- Do not allow null string to be passed, raise ArgumentNullException.
- Do not allow string whose ASCII representation is longer than the reserved length, since this currently leads to silent data loss.
- Always write the full binary data length of 2 + reservedLength, since that is what the binary representation of that string is in S7 memory, even if some tail bytes are unused by the current string.
I also suspect that S7WriteMultiple would have chocked on that last bit, but I am not sure. There aren't any tests for writing multiple Dataitems right now.
Adjust tests accordingly. Mostly add some tail bytes where necessary, and assert on exceptions where this is now required.
Add new class Types.Dtl by taking the DateTime type and adjusting things.
Also add unit test with binary data calculated by hand. (Need to verify with actual S7 data)
* Add StringEx.ToByteArray(...)
* Add Serialization.SerializeDataItem(DataItem)

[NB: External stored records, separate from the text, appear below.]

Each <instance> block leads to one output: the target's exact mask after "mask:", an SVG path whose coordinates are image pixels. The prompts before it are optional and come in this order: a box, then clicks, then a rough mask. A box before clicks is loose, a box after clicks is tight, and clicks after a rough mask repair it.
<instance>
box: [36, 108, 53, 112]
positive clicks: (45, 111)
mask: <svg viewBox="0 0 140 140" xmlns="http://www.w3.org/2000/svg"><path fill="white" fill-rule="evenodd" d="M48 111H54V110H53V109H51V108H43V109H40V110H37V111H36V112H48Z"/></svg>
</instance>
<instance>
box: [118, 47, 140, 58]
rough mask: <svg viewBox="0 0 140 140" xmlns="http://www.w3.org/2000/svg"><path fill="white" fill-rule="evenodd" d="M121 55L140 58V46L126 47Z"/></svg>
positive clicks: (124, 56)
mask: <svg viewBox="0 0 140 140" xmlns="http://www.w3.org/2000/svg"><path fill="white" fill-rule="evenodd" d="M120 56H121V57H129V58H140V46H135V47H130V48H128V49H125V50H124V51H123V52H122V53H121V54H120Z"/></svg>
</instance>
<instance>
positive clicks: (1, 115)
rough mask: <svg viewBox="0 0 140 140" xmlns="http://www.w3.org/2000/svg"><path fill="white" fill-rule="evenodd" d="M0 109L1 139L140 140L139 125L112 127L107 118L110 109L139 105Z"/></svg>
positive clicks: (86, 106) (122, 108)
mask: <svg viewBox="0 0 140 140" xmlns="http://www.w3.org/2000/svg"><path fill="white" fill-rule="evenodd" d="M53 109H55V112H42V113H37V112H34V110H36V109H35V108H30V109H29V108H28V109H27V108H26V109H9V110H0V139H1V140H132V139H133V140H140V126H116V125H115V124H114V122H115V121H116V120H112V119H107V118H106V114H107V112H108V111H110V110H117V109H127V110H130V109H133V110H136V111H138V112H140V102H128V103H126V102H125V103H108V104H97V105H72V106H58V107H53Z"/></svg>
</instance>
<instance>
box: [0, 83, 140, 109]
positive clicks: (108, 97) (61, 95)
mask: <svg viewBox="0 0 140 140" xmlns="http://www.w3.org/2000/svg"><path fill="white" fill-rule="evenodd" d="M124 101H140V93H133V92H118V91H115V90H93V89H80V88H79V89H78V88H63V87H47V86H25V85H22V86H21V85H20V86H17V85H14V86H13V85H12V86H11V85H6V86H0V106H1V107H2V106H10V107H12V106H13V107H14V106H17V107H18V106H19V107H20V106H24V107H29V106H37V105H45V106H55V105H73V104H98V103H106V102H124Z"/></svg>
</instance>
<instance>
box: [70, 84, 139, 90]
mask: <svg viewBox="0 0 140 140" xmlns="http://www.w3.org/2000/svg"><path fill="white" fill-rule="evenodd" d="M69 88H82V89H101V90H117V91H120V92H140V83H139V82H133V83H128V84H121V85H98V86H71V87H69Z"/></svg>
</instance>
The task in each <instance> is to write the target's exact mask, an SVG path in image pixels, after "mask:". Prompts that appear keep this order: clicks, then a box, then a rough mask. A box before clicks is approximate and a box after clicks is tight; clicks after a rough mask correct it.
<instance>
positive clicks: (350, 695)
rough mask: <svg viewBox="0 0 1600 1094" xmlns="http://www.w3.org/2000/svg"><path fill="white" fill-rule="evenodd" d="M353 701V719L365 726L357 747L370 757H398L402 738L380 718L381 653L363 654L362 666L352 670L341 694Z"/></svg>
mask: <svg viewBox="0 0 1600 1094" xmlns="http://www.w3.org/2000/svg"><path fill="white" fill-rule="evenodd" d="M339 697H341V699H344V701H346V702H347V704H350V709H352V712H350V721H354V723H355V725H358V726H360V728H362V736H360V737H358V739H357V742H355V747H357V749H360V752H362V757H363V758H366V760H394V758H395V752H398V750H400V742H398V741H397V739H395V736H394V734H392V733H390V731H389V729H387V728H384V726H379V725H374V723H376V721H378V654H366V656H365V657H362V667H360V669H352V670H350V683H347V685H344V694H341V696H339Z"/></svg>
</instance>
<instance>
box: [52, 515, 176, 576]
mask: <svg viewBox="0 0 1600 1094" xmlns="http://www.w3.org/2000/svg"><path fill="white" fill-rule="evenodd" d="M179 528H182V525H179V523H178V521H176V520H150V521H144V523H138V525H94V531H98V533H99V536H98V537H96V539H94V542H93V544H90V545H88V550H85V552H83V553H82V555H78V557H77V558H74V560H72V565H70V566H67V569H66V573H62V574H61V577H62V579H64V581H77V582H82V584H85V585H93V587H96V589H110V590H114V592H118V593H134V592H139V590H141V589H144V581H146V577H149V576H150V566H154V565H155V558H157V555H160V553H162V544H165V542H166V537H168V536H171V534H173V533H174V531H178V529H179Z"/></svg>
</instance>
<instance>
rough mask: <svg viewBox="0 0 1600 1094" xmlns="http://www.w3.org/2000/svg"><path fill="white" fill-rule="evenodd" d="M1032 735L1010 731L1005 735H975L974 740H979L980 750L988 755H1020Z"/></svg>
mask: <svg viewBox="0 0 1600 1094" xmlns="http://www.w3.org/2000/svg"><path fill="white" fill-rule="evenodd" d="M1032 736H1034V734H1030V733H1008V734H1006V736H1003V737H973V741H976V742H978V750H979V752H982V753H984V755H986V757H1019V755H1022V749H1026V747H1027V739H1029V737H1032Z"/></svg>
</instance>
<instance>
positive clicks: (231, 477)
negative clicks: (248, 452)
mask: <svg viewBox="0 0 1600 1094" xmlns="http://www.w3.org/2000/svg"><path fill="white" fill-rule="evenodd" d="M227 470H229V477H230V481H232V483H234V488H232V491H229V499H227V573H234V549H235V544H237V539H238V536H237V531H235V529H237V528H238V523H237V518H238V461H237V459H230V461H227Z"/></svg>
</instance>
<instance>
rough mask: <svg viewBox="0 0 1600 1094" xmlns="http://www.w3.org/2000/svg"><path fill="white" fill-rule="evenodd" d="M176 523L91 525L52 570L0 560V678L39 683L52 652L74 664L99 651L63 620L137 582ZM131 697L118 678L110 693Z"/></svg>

Supports StringEx VarType or offloads to SerializeValue method.
* Use SerializeDataItem in S7WriteMultiple
* Assume string length without header in StringEx.ToByteArray
VarTypeToByteLength already assumed that StringEx declared count for
the number of characters without the header, this now matches that
behavior.
* Add unit tests for StringEx conversions
* Fix incorrect value passed to Encoding.GetBytes
The length must actually be within string limits.